Politically too, Netanyahu came under fire from the various right-wing parties, including his own. He had to do something to temper the growing ire against him, and he did. Instead of demolishing the five buildings in the Givat HaUlpanah, he asked to “saw them apart” from the bottom and to relocate them, intact and as-is, to another location. By doing so, he hoped to spare the settlers any grief they might experience from seeing those buildings destroyed. In the end, the “sawing” was actually too costly to implement. He did, however, ask to build 300 new housing units in Beit El and, in addition, to postpone the demolition of Dreinoff’s two illegal buildings in the western section of the settlement. The result of all this is that as things stand now, the Attorney General’s Office no longer supports the demand to destroy the buildings. It has changed its position entirely, and is now defending those same buildings with all the passion it can muster.
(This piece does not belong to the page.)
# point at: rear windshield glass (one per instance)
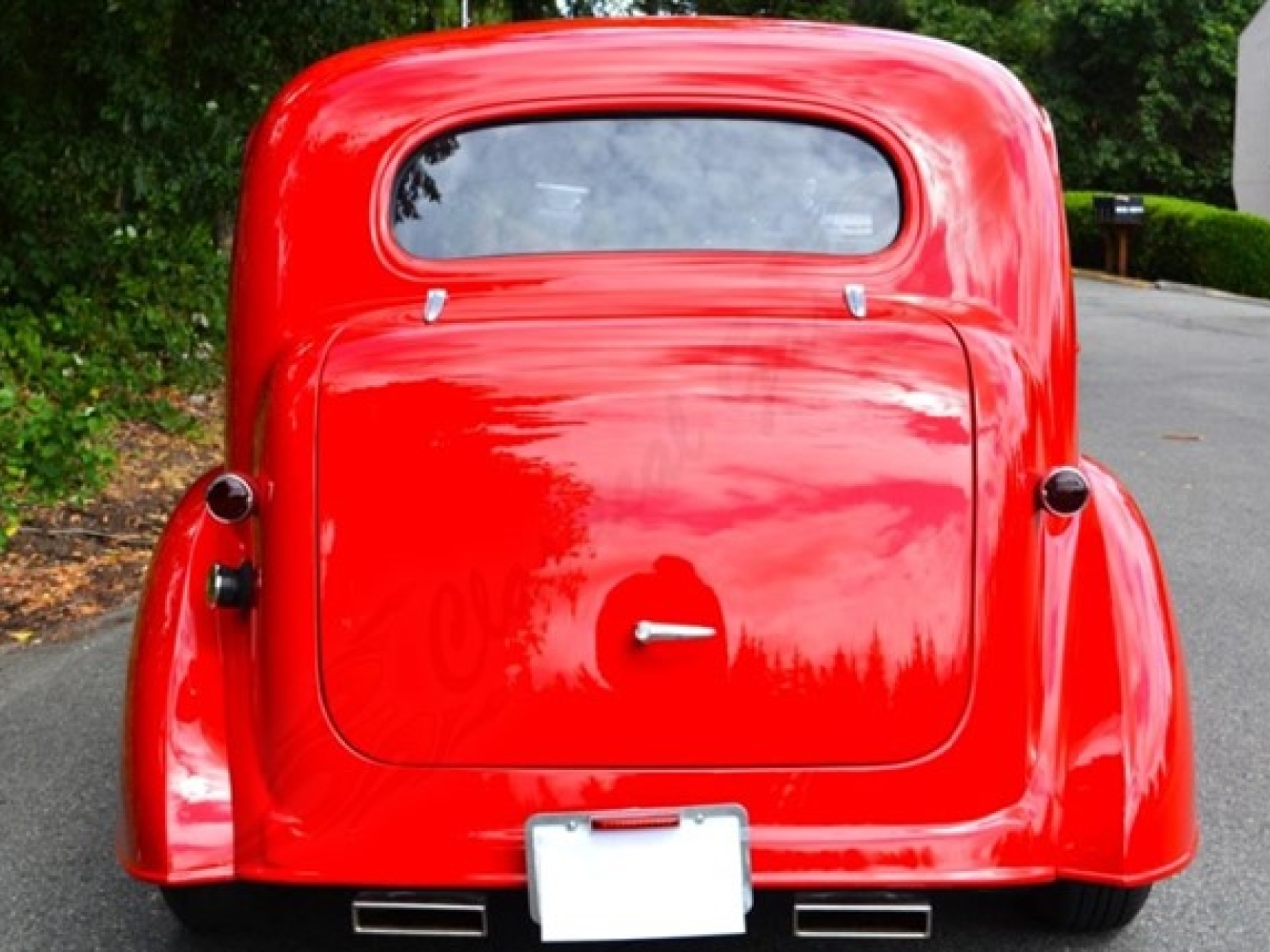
(647, 182)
Meanwhile, contractor Meir Dreinoff can breathe much easier. Not only has this decision afforded him an opportunity to avoid any punitive measures, sources familiar with the case have informed Al-Monitor that it also provides him with a chance to avoid the bankruptcy he would have faced had those houses been destroyed. He could even make a fortune off all of this. To replace the five illegal buildings with 30 units that are part of the Ulpanah complex, and which the Supreme Court ordered to be demolished, the Israeli government has decided to construct 300 new housing units, 10 times the number to be demolished. Furthermore, the new buildings can also be regarded as illegal, at least until the Supreme Court decides otherwise. Dreinoff’s two buildings are among the 300 buildings that the state wants to see built, and he has already begun preparing the land to build another three units. He hopes that if and when the plan to construct the compensatory units is finally approved by the Civil Administration, he will receive the tender to construct the entire neighborhood.
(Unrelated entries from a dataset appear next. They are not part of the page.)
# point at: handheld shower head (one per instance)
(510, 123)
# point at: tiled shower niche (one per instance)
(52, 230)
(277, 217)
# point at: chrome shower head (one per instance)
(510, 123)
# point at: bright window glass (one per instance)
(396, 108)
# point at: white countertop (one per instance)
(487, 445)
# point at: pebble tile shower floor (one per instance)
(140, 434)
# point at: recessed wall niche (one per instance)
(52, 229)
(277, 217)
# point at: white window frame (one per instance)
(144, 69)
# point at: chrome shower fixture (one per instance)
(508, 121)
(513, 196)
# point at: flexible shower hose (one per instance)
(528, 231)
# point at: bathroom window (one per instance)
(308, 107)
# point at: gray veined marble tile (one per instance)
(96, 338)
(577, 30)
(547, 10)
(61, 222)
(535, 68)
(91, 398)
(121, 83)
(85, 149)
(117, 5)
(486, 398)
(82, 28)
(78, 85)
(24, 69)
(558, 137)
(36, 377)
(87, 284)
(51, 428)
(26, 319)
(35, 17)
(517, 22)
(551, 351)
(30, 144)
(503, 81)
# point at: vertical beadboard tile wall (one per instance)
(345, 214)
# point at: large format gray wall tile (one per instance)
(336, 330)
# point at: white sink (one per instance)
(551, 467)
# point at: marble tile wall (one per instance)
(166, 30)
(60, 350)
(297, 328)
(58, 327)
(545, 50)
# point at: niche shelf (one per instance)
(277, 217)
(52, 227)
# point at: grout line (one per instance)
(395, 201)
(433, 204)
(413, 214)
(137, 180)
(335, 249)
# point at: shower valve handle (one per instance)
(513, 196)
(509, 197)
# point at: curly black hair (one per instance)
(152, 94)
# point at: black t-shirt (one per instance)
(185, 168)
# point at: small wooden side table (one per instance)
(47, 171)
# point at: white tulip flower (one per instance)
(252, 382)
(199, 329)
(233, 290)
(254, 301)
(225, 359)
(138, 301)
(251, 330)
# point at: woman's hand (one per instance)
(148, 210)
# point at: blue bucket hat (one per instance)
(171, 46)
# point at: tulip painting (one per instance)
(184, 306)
In other words, the state is giving Dreinoff a gift. By legalizing his two buildings, it is not only whitewashing what was originally a case of illegal construction but also offering him an opportunity to build hundreds of additional, illegal units in Beit El.

Did we say that this is a gift? It’s more like winning the lottery, and Dreinoff didn’t even have to fill out a ticket.

But, as we have already mentioned, Settlers’ land follows a very different set of laws.

This is the state of construction in the territories, which lies at the center of the storm on the eve of John Kerry’s visit to the region [May 21, 2013]. The US secretary of state is doing everything he can to drag the Israelis and Palestinians to the negotiating table. As I wrote in an earlier article in Al-Monitor, he has formulated a compromise proposal that would allow Israel to continue its construction in the large settlement blocs, but would freeze construction elsewhere.

The construction of those new housing units in Beit El in no way conforms to that proposal. While it is reasonable to assume that construction on privately-owned land will once again embroil the state in a Supreme Court case, it is certain to cause diplomatic turmoil.

So how do we describe all this? Is it sheer stupidity? A callous attempt to disregard the law? Discriminatory? Pure evil? It seems as if it is all of the above, because anything goes in Settlers’ land.

The Civil Administration responds: The issue is currently before the Supreme Court. We therefore suggest that you approach the Ministry of Justice for comment.

Yesh Din (volunteers defending the rights of Palestinian civilians) responds: Dreinoff was fortunate enough to fall under the protection of the real “crime syndicate” responsible for the systematic theft of Palestinian land, i.e., the state of Israel. With its enthusiastic defense of Dreinoff’s illegal construction, the official position of the state in this case is, more than anything, an example of a commitment to the rule of law and human rights by the Palestinians.